As escutas telefônicas ilegais, em países razoavelmente sérios, recebem duas reações: a investigação dos responsáveis (executores e mandantes) e, se for o caso, investigam-se os autores de ilicitudes expostas nas gravações, ambas as providências conduzindo aos devidos efeitos legais. No Brasil não é assim.
A sem-cerimônia brasileira com as gravações clandestinas, sejam telefônicas ou com gravadores portáteis, tem produzido uma sucessão de escândalos que nem se sabe mais quando começou, apenas se tem certeza de que está longe do fim. Todos os episódios com um traço em comum: a lei é tão esquecida antes, por quem manda e por quem faz a gravação, quanto depois de constatadas as gravações. Na sucessão de casos conhecidos não há um só que tenha levado às consequências previstas em lei.
É assim porque, no Brasil, há a conveniente tendência a concentrar o foco em um só dos dois aspectos envolvidos, o da autoria ou o do teor das gravações. A decisão fica por conta de conveniências. E o foco na autoria tem preferência quase absoluta. Quando o embaixador Júlio César Santos, assessor de Fernando Henrique Cardoso, foi gravado no Planalto fazendo lobby para uma empresa estrangeira, depressa o foco foi concentrado na investigação da autoria. Como a evidência de negociata era grave, o policial que providenciou a gravação foi advertido, mas nem demitido, e o embaixador do negócio pouco depois foi afastado para usufruir o prêmio de uma embaixada em Roma. Da negociata, ninguém cuidou nem falou mais.
Outro caso típico é o da privatização de telefônicas, aquele em ninguém menos do que o presidente da República autoriza o uso do seu nome para a manipulação do resultado entre os possíveis compradores. O mesmo caso em que Ricardo Sérgio de Oliveira, incumbido de outra manipulação, emite a original advertência "estamos no limite da responsabilidade". Frase suficiente para demonstrar que já estavam em plena e consciente irresponsabilidade.
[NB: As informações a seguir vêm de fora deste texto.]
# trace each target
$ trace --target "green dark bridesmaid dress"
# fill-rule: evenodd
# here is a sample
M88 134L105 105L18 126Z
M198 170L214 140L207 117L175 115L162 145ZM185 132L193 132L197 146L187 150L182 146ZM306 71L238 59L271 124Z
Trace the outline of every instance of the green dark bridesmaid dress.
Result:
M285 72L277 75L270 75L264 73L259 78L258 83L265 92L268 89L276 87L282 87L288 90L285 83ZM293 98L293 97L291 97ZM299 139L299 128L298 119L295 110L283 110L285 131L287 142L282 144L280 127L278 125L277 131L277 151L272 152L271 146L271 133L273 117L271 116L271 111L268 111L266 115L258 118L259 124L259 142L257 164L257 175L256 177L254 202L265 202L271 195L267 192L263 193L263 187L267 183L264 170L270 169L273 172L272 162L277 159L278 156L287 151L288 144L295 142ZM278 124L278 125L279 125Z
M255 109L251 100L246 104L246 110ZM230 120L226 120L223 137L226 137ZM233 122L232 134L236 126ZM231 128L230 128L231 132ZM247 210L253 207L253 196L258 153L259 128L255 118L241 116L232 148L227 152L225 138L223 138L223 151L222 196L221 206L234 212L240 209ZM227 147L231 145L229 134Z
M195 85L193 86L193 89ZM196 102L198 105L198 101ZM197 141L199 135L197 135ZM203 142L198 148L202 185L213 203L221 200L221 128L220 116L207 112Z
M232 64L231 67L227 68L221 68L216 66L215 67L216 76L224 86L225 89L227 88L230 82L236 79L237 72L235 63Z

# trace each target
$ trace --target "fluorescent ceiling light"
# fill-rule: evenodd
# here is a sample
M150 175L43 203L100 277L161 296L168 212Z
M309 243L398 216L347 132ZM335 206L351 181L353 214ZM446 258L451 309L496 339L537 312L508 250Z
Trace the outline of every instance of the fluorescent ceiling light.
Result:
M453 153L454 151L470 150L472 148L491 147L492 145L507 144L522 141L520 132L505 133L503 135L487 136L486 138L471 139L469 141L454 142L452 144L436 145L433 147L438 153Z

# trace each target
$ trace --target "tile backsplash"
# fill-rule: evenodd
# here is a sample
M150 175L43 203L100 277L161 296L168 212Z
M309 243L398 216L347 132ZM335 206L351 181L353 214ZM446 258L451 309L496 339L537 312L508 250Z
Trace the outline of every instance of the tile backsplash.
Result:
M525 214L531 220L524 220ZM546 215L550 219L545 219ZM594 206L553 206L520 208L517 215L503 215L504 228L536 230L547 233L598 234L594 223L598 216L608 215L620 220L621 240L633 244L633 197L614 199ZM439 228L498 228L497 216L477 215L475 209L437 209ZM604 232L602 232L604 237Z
Mas tudo se resolver apenas com o afastamento do ministro da Indústria e do presidente do BNDES, Luiz Carlos Mendonça de Barros e André Lara Rezende, para jogar o escândalo no silêncio. E as manipulações não tiveram mais problemas.
O atual caso das gravações na Bahia vai pelo caminho tradicional, ao menos em sua maior parte. As gravações não foram clandestinas, mas obtidas, muitas delas, por artifícios de duvidosa legalidade nos pedidos de autorização judicial para as escutas. Muitos motivos lançam as suspeitas sobre o senador Antonio Carlos Magalhães. Está em curso uma investigação policial, e vários parlamentares tomam providências para uma CPI que busque indícios capazes de fazê-lo perder o mandato.
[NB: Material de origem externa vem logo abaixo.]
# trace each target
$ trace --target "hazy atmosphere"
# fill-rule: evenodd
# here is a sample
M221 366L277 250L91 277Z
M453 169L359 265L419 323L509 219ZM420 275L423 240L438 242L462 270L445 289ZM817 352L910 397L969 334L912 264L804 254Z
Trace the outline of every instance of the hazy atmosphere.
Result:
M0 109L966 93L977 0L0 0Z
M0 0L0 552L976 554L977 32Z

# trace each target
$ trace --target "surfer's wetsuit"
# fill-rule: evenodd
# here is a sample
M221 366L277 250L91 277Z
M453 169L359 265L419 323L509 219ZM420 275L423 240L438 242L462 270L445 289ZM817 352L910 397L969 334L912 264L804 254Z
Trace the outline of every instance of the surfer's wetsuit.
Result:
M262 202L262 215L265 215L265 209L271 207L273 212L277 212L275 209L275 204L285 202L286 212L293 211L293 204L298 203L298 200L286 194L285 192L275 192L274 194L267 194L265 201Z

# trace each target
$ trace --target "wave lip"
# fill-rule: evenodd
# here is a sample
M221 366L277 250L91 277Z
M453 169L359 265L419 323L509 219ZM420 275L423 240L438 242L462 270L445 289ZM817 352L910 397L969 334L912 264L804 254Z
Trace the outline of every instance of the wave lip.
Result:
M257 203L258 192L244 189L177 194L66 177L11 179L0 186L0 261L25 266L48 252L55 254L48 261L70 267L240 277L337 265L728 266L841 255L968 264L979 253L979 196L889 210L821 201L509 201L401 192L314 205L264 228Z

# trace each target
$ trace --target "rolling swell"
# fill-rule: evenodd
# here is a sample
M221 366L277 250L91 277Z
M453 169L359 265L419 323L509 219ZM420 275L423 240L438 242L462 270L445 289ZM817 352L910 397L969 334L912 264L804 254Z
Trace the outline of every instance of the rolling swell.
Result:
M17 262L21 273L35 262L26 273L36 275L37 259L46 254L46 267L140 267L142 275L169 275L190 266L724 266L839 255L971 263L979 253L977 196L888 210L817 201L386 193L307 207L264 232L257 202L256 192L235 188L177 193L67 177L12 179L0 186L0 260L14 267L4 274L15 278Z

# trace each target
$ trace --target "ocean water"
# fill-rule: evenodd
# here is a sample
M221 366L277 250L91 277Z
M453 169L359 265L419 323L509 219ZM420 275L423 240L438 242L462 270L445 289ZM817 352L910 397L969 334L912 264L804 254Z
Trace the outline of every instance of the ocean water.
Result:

Mas a busca da autoria não é acompanhada do segundo aspecto envolvido, o das gravações cujo teor já é conhecido. Ao contrário, o interesse pela autoria, legítimo e necessário, está sendo usado para encobrir o que as transcrições demonstram. Ou seja, para proteger, com o auxílio inclusive das bancadas do PT na Câmara e no Senado, o deputado peemedebista Geddel Vieira Lima e o senador, idem, Renan Calheiros. O primeiro aparece nas gravações em improbidade explícita, o que nem surpreende. E o segundo o acompanha, pelo menos, quando se trata de usar o Ministério dos Transportes, controlado pelo PMDB no governo passado, para tomar dinheiro.
Não há modo algum de um deputado, um senador ou um partido tomar dinheiro por intermédio de um ministro sem que isso constitua corrupção. E a autenticidade da transcrição em que Geddel trata disso foi reconhecida pelo próprio: bastou-lhe ler o que era dado como transcrição de telefonemas seus, Geddel denunciou a ocorrência de grampo no seu telefone. Nem aparecera fita alguma, e ele já reconhecia como verdadeiras as falas escritas que lhe estavam atribuídas, em uma autenticação antecipada e espontânea.
Investigar a procedência das gravações é dever que a Polícia Federal está cumprindo. Encobrir as improbidades que as gravações revelam é indignidade de que não escapa nenhum dos que se ponham coniventes com isso, não importa em que grau.